RELATED: 2018 brings algae, red tide, and controversy to South Florida

2018 was given the nickname #toxic18 in Florida by many.

At Central Marine in Stuart, Mary Radabaugh will have five scrapbooks, one for every algae crisis.

"Toxic algae episodes in Martin County," said Radabaugh.

She has many photos of algae on her phone from this past Summer.
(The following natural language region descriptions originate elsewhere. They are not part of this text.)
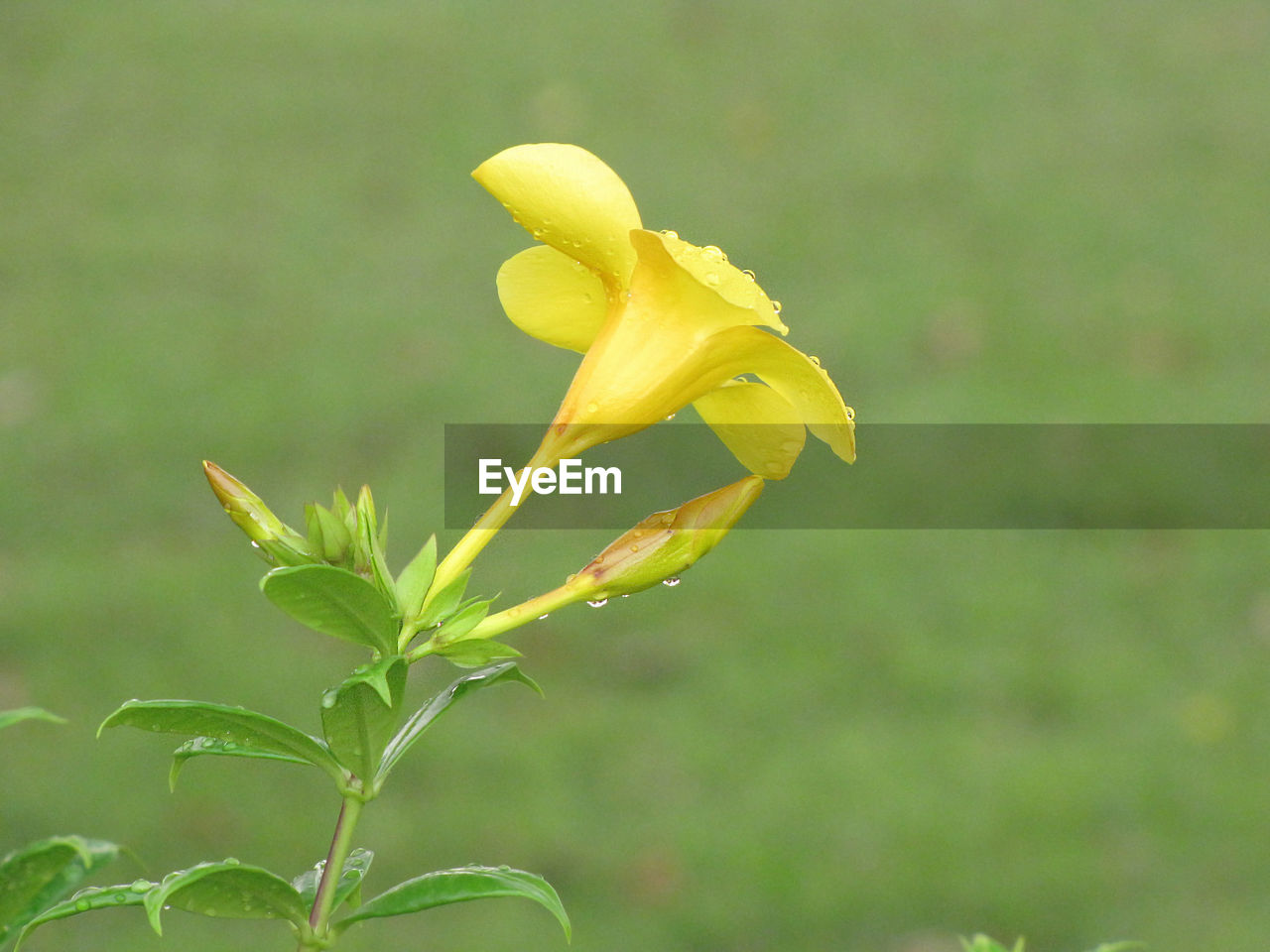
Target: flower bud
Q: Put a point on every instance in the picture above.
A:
(275, 538)
(666, 543)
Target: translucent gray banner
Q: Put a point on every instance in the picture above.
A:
(908, 476)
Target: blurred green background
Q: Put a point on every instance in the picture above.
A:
(244, 231)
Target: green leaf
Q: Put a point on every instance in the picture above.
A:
(462, 621)
(231, 725)
(474, 653)
(28, 714)
(214, 747)
(334, 602)
(422, 719)
(358, 716)
(413, 583)
(40, 874)
(89, 900)
(229, 890)
(461, 885)
(349, 880)
(445, 601)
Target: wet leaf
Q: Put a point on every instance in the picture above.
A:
(214, 747)
(358, 716)
(422, 719)
(461, 885)
(229, 890)
(89, 900)
(39, 875)
(232, 725)
(334, 602)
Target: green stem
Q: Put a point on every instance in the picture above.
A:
(340, 844)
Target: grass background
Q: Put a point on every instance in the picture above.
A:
(244, 231)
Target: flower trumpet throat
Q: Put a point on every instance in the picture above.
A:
(659, 547)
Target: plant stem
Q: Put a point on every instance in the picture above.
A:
(485, 529)
(340, 843)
She plans to add them to her 2018 scrapbook.

"On and off blue-green algae for four months," said Radabaugh.

However, she said there seems to be some momentum to fix the issue.

"Moving things to look like they’re going in the right direction," said Radabaugh.

That’s why on social media these days, #clean19 is making the rounds.

"There is optimism," said Mark Perry at Florida’s Oceanographic Society.

"Myopically optimistic," said John Maehl, Martin County’s ecosystem manager.

Maehl said Lake Okeechobee’s water level is dropping and we could have good conditions heading into the wet season, though it all depends on mother nature.

There’s also a lot of talk about recent bills passed and possible future changes.

"Water Resources Development Act, new project south of the lake, EAA Reservoir is going to be underway," said Perry. "Then there will be changes to the Lake Okeechobee regulation schedule."

The 2018 WRDA Bill mandates an expedited review of the Lake Okeechobee regulation schedule. LORS determines when water must be discharged from the lake.

Congressman Brian Mast has also introduced a bill called the Stop Harmful Discharges Act which "makes public health and safety, including prevention of toxic cyanobacteria and the integrity of the Herbert Hoover Dike, the primary project purpose for the management of Lake Okeechobee."

Meanwhile on the local level, the county continues to work on septic to sewer conversions.

"10,000 units in the next 10 years. It’s going to require legislative support," said Maehl.

Everyone hopes this year will in fact be known as #clean19.

"That would be great," said Radabaugh. "We could talk about how wonderful all the species of fish that are back. Wouldn’t that be wonderful?"